I was looking through STD.pm at the parsing of metaops. I was exploring to see if the legal metaops for a given operator could be notated on the operator chart. What I found was some oddness...

op= (infix_postfix_meta_operator:sym<=>)
The internal op is restricted to be not :assoc('chain') and not :assoc('non')... But, the various precedence groupings have a property, :assign on them that is never used. Yet, this property seem like just the thing. To my eye, :assign seems like the right set of operators that are expected to be used here. The current test is too liberal, allowing things like ,= and ==>>= (gasp!)

!op (infix_prefix_meta_operator:sym<!>)
The internal op is restricted to be :assoc('chain'), or not have a default :assoc and be :bool. This seems overly defined: The only operators with :assoc('chain') have :bool. Like above, I think the internal op should be restricted on the :bool property alone.

[op] (prefix_circumfix_meta_operator.reduce)
This internal op is restricted to not have :assoc('non') nor be at the same precedence level as %conditional. That later test strikes me as strange. The restriction should be not having :assoc('chain') nor :assoc('non').

Now - the classes of what can be applied to what, especially considering other metaops, is a bit tangled:

>>op -- op can be any >>op, postfix, dotty, privop, or postcircumfix
        the later is odd: what could >>(...) mean?

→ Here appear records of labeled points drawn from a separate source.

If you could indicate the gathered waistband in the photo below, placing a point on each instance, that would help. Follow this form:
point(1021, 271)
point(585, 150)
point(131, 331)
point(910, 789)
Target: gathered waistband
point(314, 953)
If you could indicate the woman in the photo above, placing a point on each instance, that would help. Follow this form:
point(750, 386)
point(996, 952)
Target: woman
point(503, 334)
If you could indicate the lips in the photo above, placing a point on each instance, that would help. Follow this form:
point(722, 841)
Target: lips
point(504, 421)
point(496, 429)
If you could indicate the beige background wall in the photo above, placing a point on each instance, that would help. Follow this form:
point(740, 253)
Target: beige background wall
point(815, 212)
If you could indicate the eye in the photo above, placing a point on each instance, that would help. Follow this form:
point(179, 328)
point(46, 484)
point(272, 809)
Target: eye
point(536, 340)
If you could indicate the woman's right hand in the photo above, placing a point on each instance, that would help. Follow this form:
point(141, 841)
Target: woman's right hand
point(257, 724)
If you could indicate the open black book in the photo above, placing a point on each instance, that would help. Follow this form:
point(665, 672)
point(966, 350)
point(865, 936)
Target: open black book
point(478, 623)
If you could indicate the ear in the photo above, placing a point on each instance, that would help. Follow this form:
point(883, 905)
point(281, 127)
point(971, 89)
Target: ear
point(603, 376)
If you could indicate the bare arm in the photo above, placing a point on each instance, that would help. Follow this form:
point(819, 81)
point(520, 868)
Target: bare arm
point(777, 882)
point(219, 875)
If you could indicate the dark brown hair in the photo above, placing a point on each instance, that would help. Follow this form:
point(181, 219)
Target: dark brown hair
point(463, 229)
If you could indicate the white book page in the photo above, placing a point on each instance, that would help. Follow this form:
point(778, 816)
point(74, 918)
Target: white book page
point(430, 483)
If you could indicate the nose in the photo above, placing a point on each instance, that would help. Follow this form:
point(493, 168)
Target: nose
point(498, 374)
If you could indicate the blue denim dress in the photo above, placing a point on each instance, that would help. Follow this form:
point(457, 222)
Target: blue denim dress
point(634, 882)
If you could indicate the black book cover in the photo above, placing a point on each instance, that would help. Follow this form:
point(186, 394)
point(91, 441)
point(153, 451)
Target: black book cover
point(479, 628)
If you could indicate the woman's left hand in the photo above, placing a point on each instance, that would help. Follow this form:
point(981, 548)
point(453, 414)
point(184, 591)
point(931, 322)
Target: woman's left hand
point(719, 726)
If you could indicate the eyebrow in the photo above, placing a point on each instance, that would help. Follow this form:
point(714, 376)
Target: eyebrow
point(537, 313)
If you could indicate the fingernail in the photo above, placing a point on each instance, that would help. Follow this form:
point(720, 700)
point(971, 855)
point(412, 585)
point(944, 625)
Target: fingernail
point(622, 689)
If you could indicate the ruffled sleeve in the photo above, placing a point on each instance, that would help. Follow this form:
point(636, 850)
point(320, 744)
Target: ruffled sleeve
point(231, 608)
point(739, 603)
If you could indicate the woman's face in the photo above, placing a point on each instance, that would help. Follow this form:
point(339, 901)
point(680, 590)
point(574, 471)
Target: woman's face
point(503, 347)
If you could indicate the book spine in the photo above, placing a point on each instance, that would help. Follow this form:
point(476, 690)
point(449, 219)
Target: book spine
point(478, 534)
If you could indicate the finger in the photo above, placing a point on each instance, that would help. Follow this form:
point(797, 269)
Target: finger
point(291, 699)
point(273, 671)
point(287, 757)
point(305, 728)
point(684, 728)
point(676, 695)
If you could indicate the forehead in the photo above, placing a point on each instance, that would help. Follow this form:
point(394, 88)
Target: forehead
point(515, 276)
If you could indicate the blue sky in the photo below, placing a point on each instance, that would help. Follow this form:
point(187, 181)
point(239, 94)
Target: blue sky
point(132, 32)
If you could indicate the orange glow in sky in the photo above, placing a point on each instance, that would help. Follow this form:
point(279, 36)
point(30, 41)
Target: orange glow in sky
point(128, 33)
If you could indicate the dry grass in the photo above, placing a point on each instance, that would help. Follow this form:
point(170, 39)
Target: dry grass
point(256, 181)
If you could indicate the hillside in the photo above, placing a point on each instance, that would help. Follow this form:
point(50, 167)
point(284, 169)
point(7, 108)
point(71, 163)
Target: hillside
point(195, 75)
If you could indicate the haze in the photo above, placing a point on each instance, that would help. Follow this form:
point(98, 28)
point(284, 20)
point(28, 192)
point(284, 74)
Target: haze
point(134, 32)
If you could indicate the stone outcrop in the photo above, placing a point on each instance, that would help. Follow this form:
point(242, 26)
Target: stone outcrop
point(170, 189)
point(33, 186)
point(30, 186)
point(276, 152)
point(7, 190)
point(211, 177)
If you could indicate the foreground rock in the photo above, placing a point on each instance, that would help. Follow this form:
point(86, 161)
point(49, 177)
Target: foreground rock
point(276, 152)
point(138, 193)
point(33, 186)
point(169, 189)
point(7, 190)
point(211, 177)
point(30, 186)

op<< -- op can be any prefix, a [op], or another <<op

I suppose these multiply applied ops might be useful? op<<<< and >>>>op ?

op=, !op, >>op<< -- op can only be a (simple) infix operator

[op], XopX -- op can an infix, or !op or XopX or >>op<<
        or, put another way, any simple or complex infix op, except op=

I understand why op= and !op have highly restricted internal op sets. But why should >>op<< be so restricted as well? It means that >><=<< and >>~~<< are legal, but >>!<=<< and >>!~~<< are not.

And, if the prefix and postfix hyper metaops can be nested... then why not the infix: >>>>+<<<< anybody? (Not, mind you, that *I* would advocate for them, or such exotic beasts as [X>>+<<X])

Lastly, the token for [x] (prefix_circumfix_meta_operator.reduce) has an oddity that it allows an optional trailing << (acutally, only the Unicode version of that!). I'm not sure why the prefix hyper metaop is parsed here... especially since the code for token PRE clearly parses this construction.